I felt a calm as I went on with my day. I felt a deeper grounding in knowing that, although I don’t know how things will turn out, that I will be okay. But there was something else that wasn’t quite buying the whole thing. It was a skeptical concern. So I brought it up in my counseling session today.

What peeled back was a deeper layer, a missing step to acknowledging and listening to my fear. You see, fear serves us. So when I am telling my fear that everything will be okay, my fear takes a slight “We’re not going anywhere. We have a job to do.” stance.

So the missing step in working with fear is that, when we acknowledge it, let it speak, and thank it, we must also let it know that we are not asking it to leave, but instead, are welcoming and embracing it.

What? Isn’t the whole point to not be afraid?

Well, to a degree. We don’t want our fear to overwhelm us, and cause us to go into fight, flight, or freeze mode. We want to give the fear our attention, much like a loving parent would give to a fearful child. Instead of being a negating/cutting-off parent by saying “Well that’s silly, there’s nothing to be afraid of!”, we can become a loving presence to our own fearful selves. “It’s okay, you have every right to feel afraid.  You’ve had plenty of reasons to be afraid. I am here with you. Even in your fear you are loved.”

Loving myself in my fear? What? I don’t know about you, but for me those to things don’t go together. I can witness myself being in fear (depression, anger, etc.), but I can’t love myself in those moments. I processed this paradox with my therapist, and I began to make an important connection.

As a child, anytime I was afraid, angry, depressed, or worried, I was chastised. I definitely received the message that I was “wrong” and “bad”. Since the way our parents treated us is how we treat ourselves, it’s only makes sense that when I feel anger, fear, depression, etc., I can’t be in it and love myself while I am in it. Instead, I try to make myself NOT feel those things so I can be good. And when that doesn’t work, boy do I feel BAD!

So, what is your personal history with fear? When did you first feel fear and how did those around you react? Were your fears allowed or denied?

Cultivating your witness self takes work and time. You’ll notice it in those moments where you can be in an emotion and simultaneously there is a part of you that says “Oh, interesting, you’re really feeling _____.” This witness self grows over time and helps you to re-member that you are not your emotions.

A deeper growth in cultivating a witness self is being able to be loving and compassionate to yourself no matter what you are feeling. Can you say that you are loveable when in the midst of road rage? It’s laughable to me now, but I’m willing to try.

So, instead of trying to eradicate your fear, see if you can move from being IN it, to being WITH it.

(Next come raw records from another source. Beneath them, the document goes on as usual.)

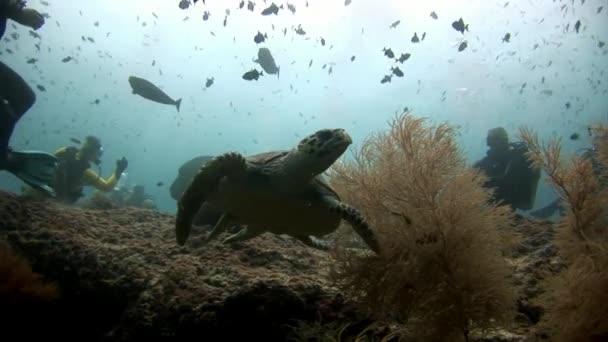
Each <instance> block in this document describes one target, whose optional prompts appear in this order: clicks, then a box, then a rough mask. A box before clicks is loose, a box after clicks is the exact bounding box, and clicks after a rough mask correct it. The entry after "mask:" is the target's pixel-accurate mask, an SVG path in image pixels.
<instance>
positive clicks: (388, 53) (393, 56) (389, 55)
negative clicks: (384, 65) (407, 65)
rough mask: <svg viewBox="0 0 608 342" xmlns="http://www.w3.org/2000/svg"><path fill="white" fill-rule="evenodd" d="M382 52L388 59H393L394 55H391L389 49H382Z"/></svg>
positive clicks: (386, 48) (392, 51) (394, 54)
mask: <svg viewBox="0 0 608 342" xmlns="http://www.w3.org/2000/svg"><path fill="white" fill-rule="evenodd" d="M382 51H384V55H385V56H386V57H388V58H395V54H394V53H393V50H391V49H390V48H388V49H387V48H384V49H382Z"/></svg>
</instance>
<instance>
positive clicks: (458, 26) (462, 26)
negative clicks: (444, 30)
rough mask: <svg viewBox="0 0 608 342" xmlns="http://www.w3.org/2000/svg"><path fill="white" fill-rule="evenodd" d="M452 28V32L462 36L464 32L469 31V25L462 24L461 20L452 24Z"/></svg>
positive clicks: (468, 24)
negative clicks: (456, 32) (465, 31)
mask: <svg viewBox="0 0 608 342" xmlns="http://www.w3.org/2000/svg"><path fill="white" fill-rule="evenodd" d="M452 27H453V28H454V30H456V31H458V32H460V33H462V34H464V31H465V30H466V31H469V24H466V25H465V23H464V21H463V20H462V18H460V19H458V20H457V21H454V22H453V23H452Z"/></svg>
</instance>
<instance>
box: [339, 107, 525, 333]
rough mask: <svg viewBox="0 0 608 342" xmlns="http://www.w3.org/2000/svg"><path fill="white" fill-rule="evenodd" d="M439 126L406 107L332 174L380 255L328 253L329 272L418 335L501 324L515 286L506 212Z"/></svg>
mask: <svg viewBox="0 0 608 342" xmlns="http://www.w3.org/2000/svg"><path fill="white" fill-rule="evenodd" d="M456 134H457V132H456V131H455V130H454V129H453V128H451V127H449V126H448V125H447V124H440V125H437V126H433V125H430V124H429V123H428V122H427V120H426V119H424V118H414V117H413V116H411V115H410V114H409V113H404V114H403V115H400V116H398V117H396V118H395V119H394V120H393V121H392V122H391V125H390V130H389V131H388V132H381V133H377V134H375V135H373V136H371V137H370V138H368V140H367V141H365V142H364V143H363V145H362V147H361V149H360V151H358V152H357V153H356V154H355V158H354V161H347V162H343V163H341V164H338V165H337V166H336V167H335V168H334V169H333V173H332V175H331V176H332V178H331V179H332V184H333V185H334V186H336V189H338V192H339V193H341V194H342V195H343V197H344V199H345V200H346V202H347V203H351V204H353V205H355V206H356V207H358V208H360V209H361V210H362V211H363V213H364V216H365V217H366V218H367V219H368V220H369V221H370V223H371V226H372V227H374V228H375V229H376V232H377V234H378V237H379V240H380V242H381V249H382V250H383V254H382V255H381V256H380V257H379V258H360V257H358V256H356V255H353V253H349V251H348V249H344V250H342V251H340V249H338V251H337V252H336V253H335V256H336V259H337V267H335V273H334V276H335V278H336V279H337V280H338V281H339V283H340V284H341V287H342V288H343V289H344V290H345V291H347V292H348V293H349V294H351V295H352V296H353V297H354V298H360V299H361V300H362V301H363V302H364V303H365V306H366V309H367V311H368V312H370V313H372V314H374V315H375V316H376V317H378V318H379V319H382V320H392V321H395V322H401V324H400V325H401V326H402V332H403V334H402V335H406V336H413V337H416V339H417V340H430V341H444V340H445V341H456V340H459V339H460V340H468V339H469V337H470V336H471V333H472V332H474V331H479V330H480V329H483V328H491V327H497V326H498V327H500V326H503V327H508V326H509V323H510V322H512V317H513V316H514V315H515V310H514V307H515V290H514V287H513V285H512V281H511V279H510V275H511V268H510V265H509V264H508V263H507V262H506V260H505V257H504V253H506V252H507V250H508V246H509V244H508V242H510V241H512V240H513V237H511V236H509V235H510V234H509V232H510V231H511V229H512V226H513V224H514V221H513V215H512V212H511V209H510V208H509V207H506V206H496V205H493V204H491V203H490V202H491V195H492V193H491V191H490V190H486V189H485V188H483V186H482V184H483V182H484V176H482V175H481V174H479V173H478V172H477V171H476V170H473V169H471V168H469V167H467V166H466V165H465V159H464V157H463V155H462V153H461V152H460V151H459V149H458V146H457V144H456V139H455V137H456Z"/></svg>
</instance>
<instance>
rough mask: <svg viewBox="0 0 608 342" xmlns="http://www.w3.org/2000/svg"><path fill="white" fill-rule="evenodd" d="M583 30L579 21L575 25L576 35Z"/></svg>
mask: <svg viewBox="0 0 608 342" xmlns="http://www.w3.org/2000/svg"><path fill="white" fill-rule="evenodd" d="M580 28H581V21H580V20H577V21H576V24H574V29H575V30H576V33H578V30H579V29H580Z"/></svg>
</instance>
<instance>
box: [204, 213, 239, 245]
mask: <svg viewBox="0 0 608 342" xmlns="http://www.w3.org/2000/svg"><path fill="white" fill-rule="evenodd" d="M236 223H237V219H236V217H235V216H233V215H230V214H224V215H222V217H220V220H219V221H217V223H216V224H215V226H214V227H213V230H212V231H211V233H209V236H207V239H206V242H209V241H211V240H213V239H214V238H215V237H217V236H218V235H220V234H221V233H223V232H225V231H226V229H228V227H230V226H231V225H234V224H236Z"/></svg>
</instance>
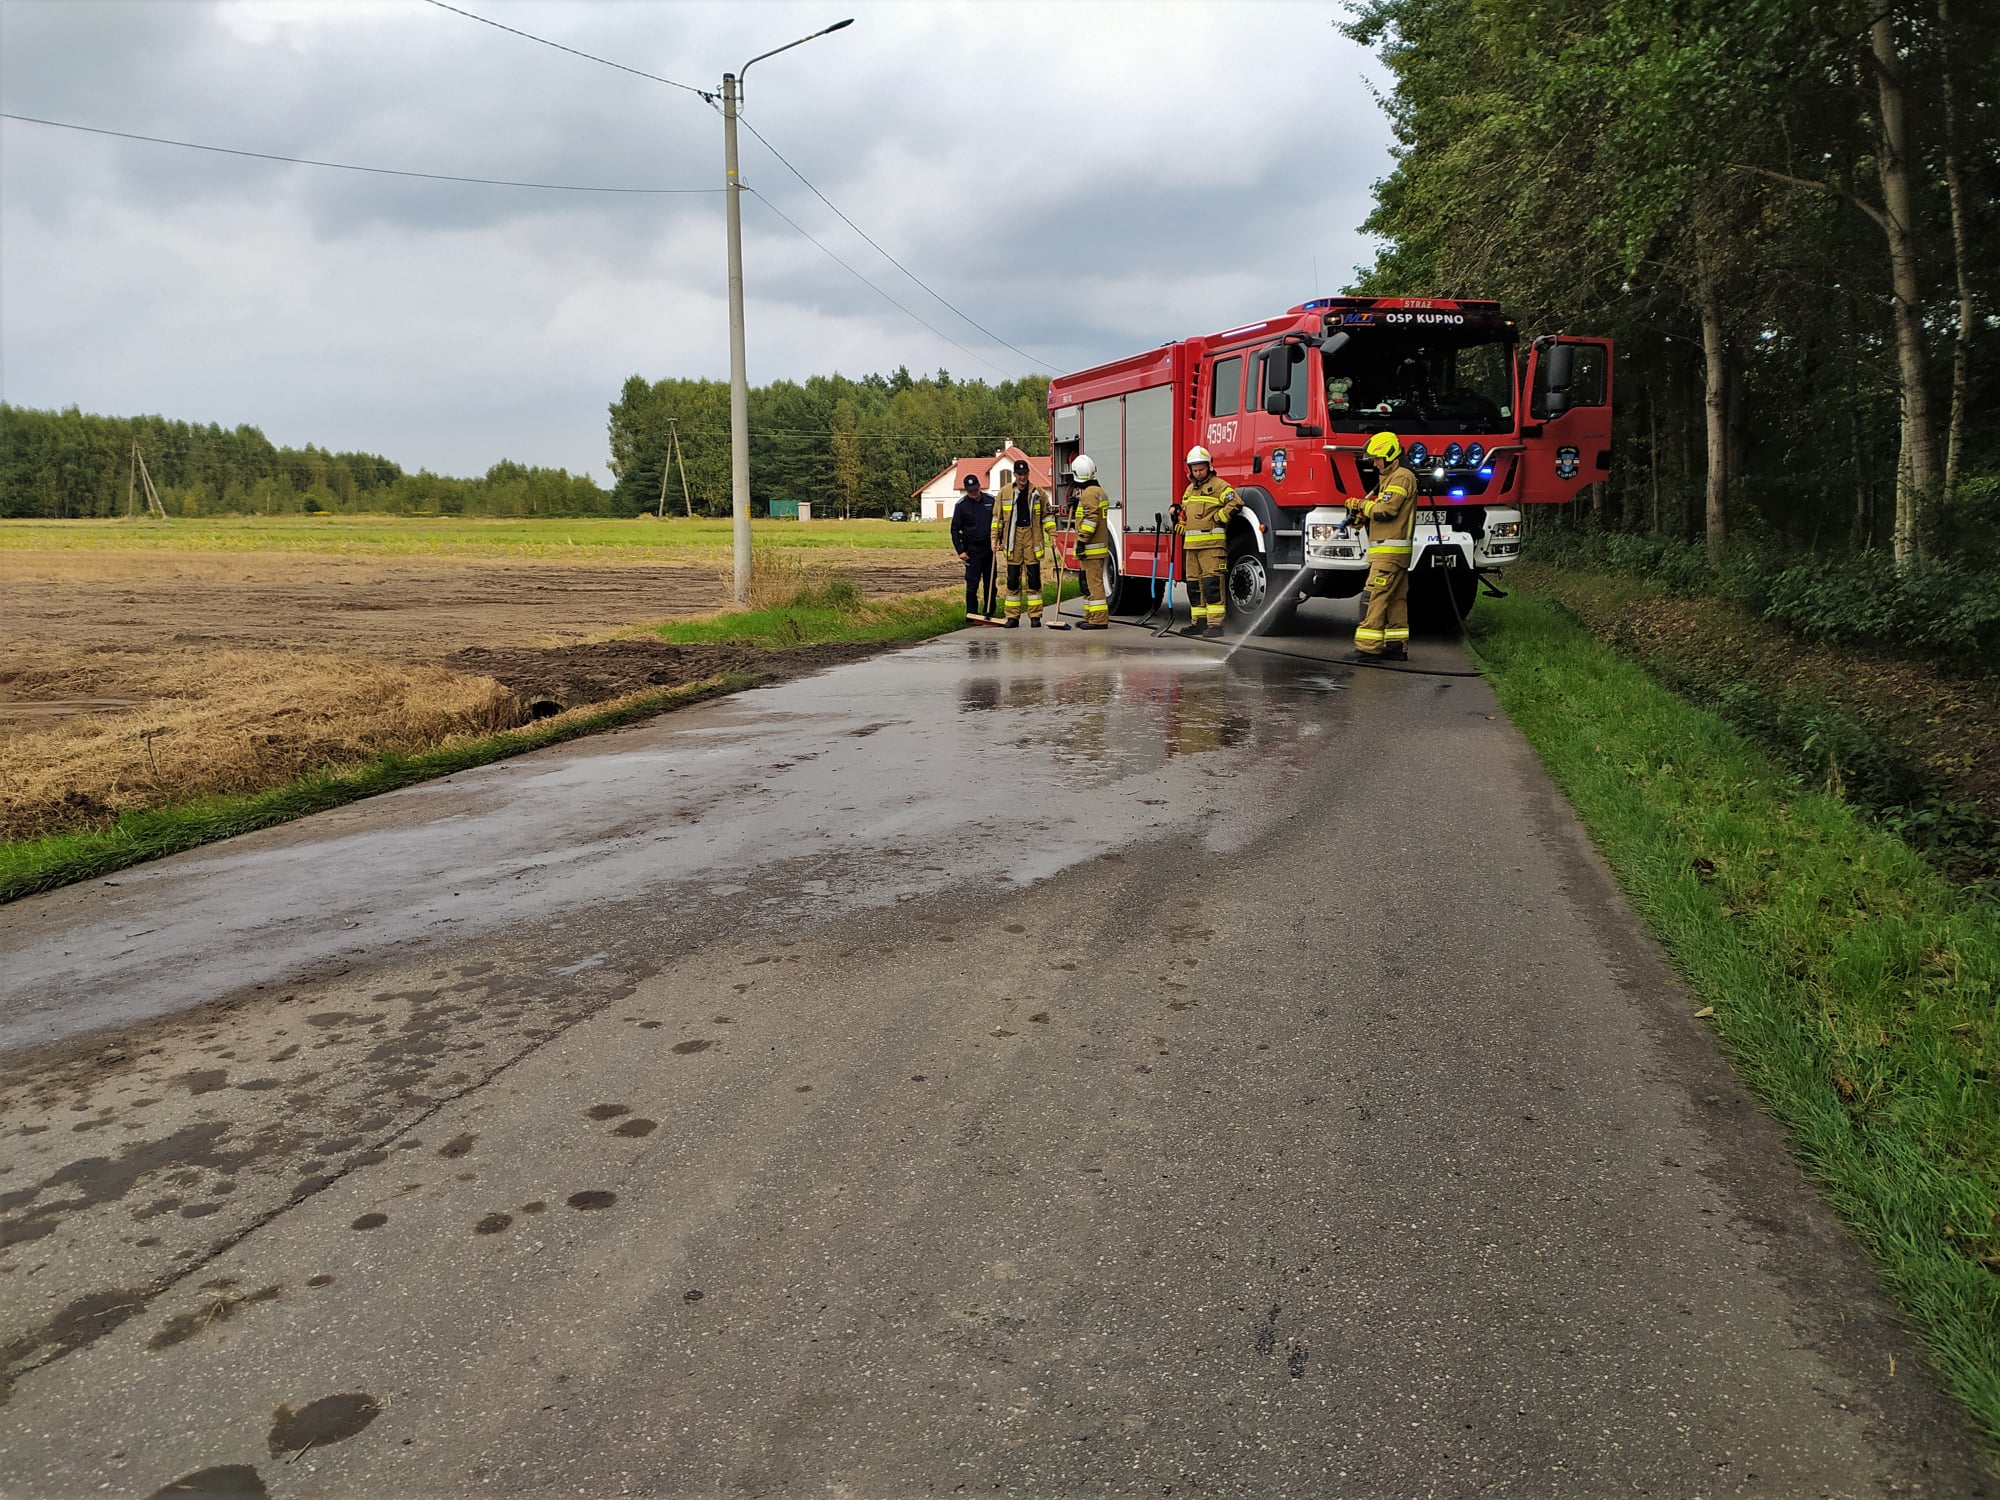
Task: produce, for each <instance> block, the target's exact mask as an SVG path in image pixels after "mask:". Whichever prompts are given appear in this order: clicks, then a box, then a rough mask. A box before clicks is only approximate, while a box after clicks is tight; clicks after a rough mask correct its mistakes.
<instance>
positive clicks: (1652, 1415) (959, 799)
mask: <svg viewBox="0 0 2000 1500" xmlns="http://www.w3.org/2000/svg"><path fill="white" fill-rule="evenodd" d="M1284 644H1286V646H1288V648H1298V650H1302V652H1306V654H1308V656H1310V654H1314V652H1324V654H1330V652H1332V650H1336V648H1338V640H1336V638H1334V636H1322V638H1316V640H1308V642H1284ZM1220 656H1222V654H1220V652H1218V650H1216V648H1212V646H1196V644H1188V642H1172V640H1168V642H1154V640H1152V638H1150V636H1142V634H1140V632H1132V630H1114V632H1112V634H1110V636H1108V638H1104V636H1098V638H1092V636H1076V634H1070V636H1050V634H1040V636H1036V634H1030V632H1010V634H1000V632H982V634H976V636H952V638H944V640H938V642H930V644H926V646H920V648H914V650H908V652H898V654H892V656H884V658H878V660H874V662H866V664H858V666H850V668H840V670H834V672H828V674H822V676H818V678H810V680H800V682H790V684H784V686H780V688H770V690H760V692H752V694H744V696H740V698H734V700H728V702H720V704H710V706H702V708H696V710H690V712H684V714H678V716H672V718H666V720H658V722H654V724H646V726H638V728H632V730H626V732H620V734H612V736H604V738H598V740H590V742H584V744H580V746H566V748H558V750H550V752H542V754H536V756H526V758H522V760H516V762H508V764H504V766H490V768H484V770H480V772H468V774H462V776H456V778H452V780H450V782H438V784H432V786H424V788H412V790H408V792H400V794H394V796H386V798H378V800H372V802H364V804H358V806H354V808H346V810H340V812H336V814H328V816H322V818H314V820H308V822H300V824H294V826H290V828H282V830H270V832H266V834H256V836H250V838H242V840H234V842H232V844H226V846H218V848H212V850H202V852H196V854H190V856H182V858H176V860H166V862H160V864H156V866H148V868H144V870H134V872H128V874H124V876H118V878H116V880H114V882H106V884H98V886H88V888H78V890H68V892H56V894H52V896H46V898H38V900H32V902H20V904H16V906H10V908H4V910H0V986H4V992H0V1026H4V1028H6V1032H4V1034H6V1038H8V1042H10V1044H12V1046H14V1050H12V1052H10V1054H8V1056H6V1058H4V1062H0V1142H4V1144H0V1346H4V1356H6V1366H8V1374H10V1376H12V1392H10V1398H8V1402H6V1406H0V1454H4V1456H0V1488H4V1490H6V1492H10V1494H84V1492H92V1494H96V1492H114V1494H140V1496H150V1494H154V1490H158V1488H162V1486H166V1484H170V1482H176V1480H188V1482H190V1484H192V1488H202V1486H208V1488H222V1486H230V1484H234V1486H238V1490H246V1492H256V1490H258V1486H260V1488H262V1490H266V1492H270V1494H472V1492H556V1490H560V1492H584V1494H614V1492H634V1494H780V1492H844V1494H916V1492H954V1490H962V1492H968V1494H982V1492H1014V1494H1128V1492H1130V1494H1140V1492H1152V1494H1168V1492H1174V1494H1186V1492H1196V1494H1208V1492H1232V1494H1276V1492H1292V1494H1358V1496H1372V1494H1396V1496H1404V1494H1440V1496H1456V1494H1528V1496H1540V1494H1564V1496H1572V1494H1574V1496H1602V1494H1676V1496H1696V1494H1772V1496H1794V1494H1816V1496H1818V1494H1826V1496H1850V1494H1854V1496H1864V1494H1940V1496H1960V1494H1990V1492H1992V1490H1990V1488H1988V1480H1984V1478H1980V1474H1978V1470H1976V1460H1974V1458H1972V1448H1970V1440H1968V1436H1966V1426H1964V1422H1962V1418H1960V1416H1958V1414H1956V1410H1952V1408H1950V1406H1948V1404H1946V1402H1944V1400H1942V1398H1940V1396H1938V1392H1936V1384H1934V1380H1932V1376H1930V1372H1928V1366H1926V1364H1924V1356H1922V1354H1920V1352H1918V1348H1916V1346H1914V1344H1912V1340H1910V1338H1908V1336H1906V1334H1904V1332H1902V1330H1900V1328H1898V1324H1896V1320H1894V1316H1892V1314H1890V1312H1888V1310H1886V1304H1884V1302H1882V1298H1880V1294H1878V1292H1876V1288H1874V1284H1872V1280H1870V1274H1868V1268H1866V1264H1864V1260H1862V1258H1860V1254H1858V1252H1856V1250H1854V1246H1852V1244H1850V1242H1848V1238H1846V1236H1844V1234H1842V1232H1840V1230H1838V1226H1836V1224H1834V1222H1832V1218H1830V1214H1828V1212H1826V1210H1824V1208H1822V1206H1820V1204H1818V1200H1816V1198H1814V1196H1812V1192H1810V1190H1808V1188H1806V1184H1804V1182H1802V1178H1800V1176H1798V1172H1796V1170H1794V1168H1792V1166H1790V1162H1788V1160H1786V1156H1784V1150H1782V1144H1780V1140H1778V1136H1776V1132H1774V1130H1772V1128H1770V1126H1768V1122H1766V1120H1762V1116H1760V1114H1758V1112H1756V1108H1754V1104H1750V1102H1748V1100H1746V1096H1744V1094H1742V1092H1740V1090H1738V1088H1736V1086H1734V1082H1732V1080H1730V1076H1728V1070H1726V1068H1724V1064H1722V1062H1720V1058H1718V1054H1716V1050H1714V1046H1712V1042H1710V1038H1708V1032H1706V1028H1704V1026H1702V1024H1700V1022H1698V1020H1694V1018H1692V1014H1690V1012H1692V1004H1690V1002H1688V1000H1686V996H1682V994H1680V992H1678V990H1676V988H1674V984H1672V980H1670V978H1668V976H1666V972H1664V970H1662V966H1660V962H1658V958H1656V956H1654V952H1652V950H1650V946H1648V944H1646V942H1644V938H1642V936H1640V932H1638V926H1636V922H1634V918H1632V916H1630V912H1628V910H1626V906H1624V904H1622V900H1620V898H1618V894H1616V890H1614V888H1612V886H1610V882H1608V878H1606V876H1604V872H1602V868H1600V864H1598V862H1596V858H1594V854H1592V852H1590V850H1588V844H1586V842H1584V838H1582V834H1580V830H1578V828H1576V824H1574V818H1572V816H1570V814H1568V810H1566V808H1564V806H1562V802H1560V800H1558V798H1556V794H1554V792H1552V788H1550V786H1548V782H1546V780H1544V776H1542V772H1540V770H1538V766H1536V764H1534V758H1532V754H1530V752H1528V750H1526V746H1524V744H1522V742H1520V738H1518V736H1516V734H1514V732H1512V728H1510V726H1508V724H1506V722H1504V720H1502V718H1500V716H1498V708H1496V706H1494V700H1492V696H1490V692H1488V690H1486V688H1484V684H1480V682H1476V680H1466V678H1426V676H1392V674H1386V672H1352V670H1350V668H1344V666H1332V664H1326V662H1314V660H1294V658H1286V656H1258V654H1252V652H1240V654H1238V656H1236V658H1234V660H1230V662H1228V664H1222V660H1220ZM1420 656H1428V664H1434V666H1446V668H1462V666H1464V662H1462V660H1460V658H1456V652H1450V650H1448V648H1444V646H1426V648H1422V652H1420ZM1420 664H1422V662H1420ZM1468 830H1478V836H1476V838H1474V836H1468ZM1372 870H1380V872H1384V876H1382V878H1372V876H1370V872H1372ZM196 1476H200V1478H196ZM182 1492H186V1490H182Z"/></svg>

To help imagine what this looks like, think of someone you love unconditionally (a child, sibling, pet, friend, etc). If that person began telling you how afraid they were of something, what would you do to help them? Would you match their fear response and cause their fear to escalate? Would you tell them they are dumb for being afraid? Or would you be a loving, calm, and accepting presence that listens to them? The latter is what you can be to yourself in moments like these. Like everything, it takes practice, but like all these types of practices, it’s a loving investment in yourself.

So how do you be a loving presence to your emotions? Below are some examples, and I really encourage you to explore and create methods that work for you. Remember, you’re not trying to get rid of the emotion, your aim is to be with the emotion.

  • Mediation (walking, sitting)
  • Write out a dialogue between you and your fearful (angry, sad, etc) self
  • Say your dialogue out loud
  • Let your emotion create via: drawing with crayons or finger-paints
  • Do an activity that expresses the emotion such as kickboxing, running, etc.
  • Dialogue with something that represents the emotion your dealing with such as a plush animal, toy, photo, or doll
  • Talk with someone who is safe who you know will respect and listen to your feelings instead of try to change them

If you have your own methods of being with your emotions, what are they?